O conhecimento jurídico e técnico traz segurança. E a recíproca é verdadeira.

O artigo intitulado MP erra ao usar auto de infração em denúncias de crime tributário, além de se referir a atos de corrupção por parte de auditores-fiscais como algo corriqueiro e, por conseguinte, generalizado — o que por si só já ensejaria direito de resposta — traz, ainda, múltiplas imprecisões jurídicas e técnicas, que devem ser devidamente sanadas, inclusive em consideração aos que, profissional ou academicamente, atuam nas áreas do Direito Tributário e Penal.

Um auto de infração é um documento expedido pela autoridade tributária brasileira, ou seja, pelo auditor-fiscal, e que possui o condão de constituir o crédito tributário.
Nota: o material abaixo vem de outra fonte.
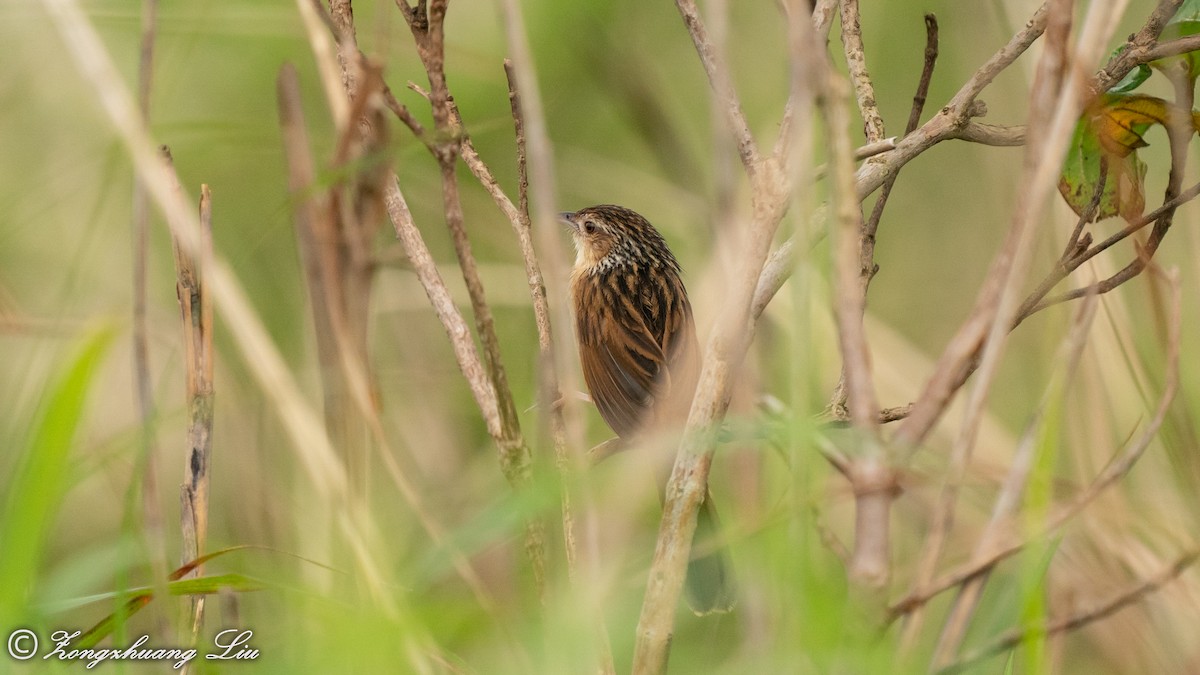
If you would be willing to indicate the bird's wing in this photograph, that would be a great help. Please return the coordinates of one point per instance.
(622, 360)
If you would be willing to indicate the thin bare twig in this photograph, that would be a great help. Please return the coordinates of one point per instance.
(687, 487)
(196, 310)
(535, 167)
(1008, 500)
(721, 82)
(307, 437)
(870, 471)
(856, 58)
(868, 268)
(1116, 469)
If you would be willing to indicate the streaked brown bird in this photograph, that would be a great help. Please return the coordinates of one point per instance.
(639, 352)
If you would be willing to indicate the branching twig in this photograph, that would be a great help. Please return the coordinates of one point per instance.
(1008, 500)
(1116, 469)
(870, 470)
(721, 82)
(867, 264)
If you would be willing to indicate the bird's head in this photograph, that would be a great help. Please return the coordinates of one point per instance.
(607, 237)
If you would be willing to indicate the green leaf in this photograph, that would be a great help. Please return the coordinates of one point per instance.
(1133, 78)
(36, 490)
(1105, 142)
(1189, 11)
(1185, 22)
(141, 597)
(1086, 161)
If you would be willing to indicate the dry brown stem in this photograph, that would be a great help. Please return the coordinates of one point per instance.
(153, 523)
(196, 311)
(856, 58)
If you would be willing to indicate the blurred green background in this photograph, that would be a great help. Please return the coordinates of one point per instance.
(630, 120)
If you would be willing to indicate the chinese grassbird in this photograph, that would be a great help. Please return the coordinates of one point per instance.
(639, 352)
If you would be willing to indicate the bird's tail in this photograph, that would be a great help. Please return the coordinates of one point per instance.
(709, 586)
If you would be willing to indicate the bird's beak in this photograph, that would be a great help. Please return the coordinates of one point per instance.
(568, 219)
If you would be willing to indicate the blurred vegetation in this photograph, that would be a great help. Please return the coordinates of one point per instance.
(628, 109)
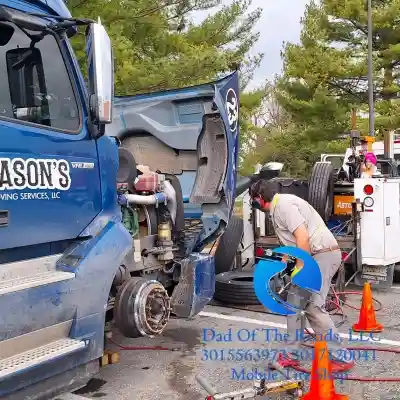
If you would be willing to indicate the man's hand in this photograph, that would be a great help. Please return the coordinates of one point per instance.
(122, 200)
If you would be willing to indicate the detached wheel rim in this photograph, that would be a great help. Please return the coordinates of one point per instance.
(151, 308)
(142, 308)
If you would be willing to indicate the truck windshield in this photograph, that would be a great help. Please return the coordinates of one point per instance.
(36, 87)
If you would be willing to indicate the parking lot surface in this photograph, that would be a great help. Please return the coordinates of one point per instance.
(212, 344)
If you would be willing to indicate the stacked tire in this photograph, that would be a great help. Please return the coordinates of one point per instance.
(235, 288)
(320, 189)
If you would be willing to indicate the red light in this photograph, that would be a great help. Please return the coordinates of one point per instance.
(260, 252)
(368, 190)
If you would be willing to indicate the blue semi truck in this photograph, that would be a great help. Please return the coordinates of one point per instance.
(105, 203)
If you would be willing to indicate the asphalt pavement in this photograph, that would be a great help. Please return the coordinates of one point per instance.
(227, 346)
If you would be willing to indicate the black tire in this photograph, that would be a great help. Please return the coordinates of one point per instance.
(235, 288)
(228, 245)
(320, 189)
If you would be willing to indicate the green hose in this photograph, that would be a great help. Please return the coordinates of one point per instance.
(130, 219)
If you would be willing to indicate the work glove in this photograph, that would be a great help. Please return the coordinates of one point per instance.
(122, 200)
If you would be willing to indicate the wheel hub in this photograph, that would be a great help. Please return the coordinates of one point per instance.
(142, 308)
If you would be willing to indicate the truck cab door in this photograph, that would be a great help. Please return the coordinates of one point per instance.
(49, 178)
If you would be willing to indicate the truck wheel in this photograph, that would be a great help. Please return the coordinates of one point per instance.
(228, 245)
(142, 308)
(320, 189)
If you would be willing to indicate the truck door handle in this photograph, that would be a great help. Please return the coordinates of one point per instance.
(3, 218)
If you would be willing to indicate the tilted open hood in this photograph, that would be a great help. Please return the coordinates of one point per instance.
(192, 133)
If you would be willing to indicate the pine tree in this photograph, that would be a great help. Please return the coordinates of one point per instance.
(158, 46)
(326, 74)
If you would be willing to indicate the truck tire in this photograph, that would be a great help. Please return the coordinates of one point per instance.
(228, 245)
(235, 288)
(320, 189)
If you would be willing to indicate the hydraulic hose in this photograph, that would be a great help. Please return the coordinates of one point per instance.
(146, 200)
Este documento deve, sob pena de nulidade, isto é, sob pena de nada valer, trazer acostados todos os elementos de prova da “dívida fiscal”, além da detalhada descrição dos fatos e os enquadramentos legais. Estes basilares conceitos são os que de plano se extraem dos artigos 142 e 149, dentre outros, do Código Tributário Nacional (CTN).

Na esfera federal, o auditor-fiscal da Receita Federal do Brasil tem pleno conhecimento de que “a exigência do crédito tributário e a aplicação de penalidade isolada serão formalizados em autos de infração ou notificações de lançamento, distintos para cada tributo ou penalidade, os quais deverão estar instruídos com todos os termos, depoimentos, laudos e demais elementos de prova indispensáveis à comprovação do ilícito”, por ser tal a letra explícita do artigo 9º do Decreto 70.235, de 1972, norma com “status” de lei ordinária federal e que rege o processo administrativo de determinação e exigência dos créditos tributários da União e o de consulta sobre a aplicação da legislação tributária federal.

Por conseguinte, um auto de infração não é apenas um documento público, subscrito por uma autoridade de Estado, que constitui o crédito tributário; é também um procedimento administrativo completo e complexo, que traz consigo “todos os termos, depoimentos, laudos e demais elementos de prova indispensáveis à comprovação do ilícito”, conforme a lei acima trasladada.

Talvez por isso o Mistério Público, acertadamente, utilize o Auto de Infração — e com ele todos os elementos de prova nele contidos, indispensáveis à comprovação do ilícito fiscal — na propositura de ações penais.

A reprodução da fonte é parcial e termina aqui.